La famille d’Hector Abad et son fils qui a écrit le roman sont eux-mêmes encore en vie. Avez-vous pu les rencontrer  ? Comment ont-ils réagi quand ils ont su que vous alliez adapter l’histoire de leur famille en film  ? 

Oui, ils savaient que j’allais faire ce film-là sur eux. Je les ai rencontrés, j’ai beaucoup discuté avec eux. D’ailleurs, la première projection du film a été organisée par la famille. Tout le monde a été adorable avec moi. Chacun à sa manière. J’étais terrifié à l’idée de leur montrer le film. Jamais je n’avais fait ça, un film avec des personnages qui étaient en réalité vivants. J’ai réalisé ça comme une fiction. À la fin de la projection, Cécilia, la mère, m’a enlacé et m’a dit qu’elle avait beaucoup ri, qu’elle avait passé un très bon moment. J’étais à la fois surpris et ravi. 
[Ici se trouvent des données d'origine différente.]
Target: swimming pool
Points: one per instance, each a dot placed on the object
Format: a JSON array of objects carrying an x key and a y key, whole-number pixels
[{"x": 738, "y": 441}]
D’habitude, vous faites des films qui prennent des airs de comédies américaines. L’oubli que nous serons n’a rien de la comédie. Pourquoi avoir choisi de changer ainsi de registre  ? 

Je n’ai pas de volonté ni de changer, ni de faire la même chose. Je ne pense jamais mes films comme un ensemble, je pense seulement au film que je vais faire. Il y a des points communs avec mes autres films, bien sûr. Mais ce n’est jamais ce que j’ai en tête au départ.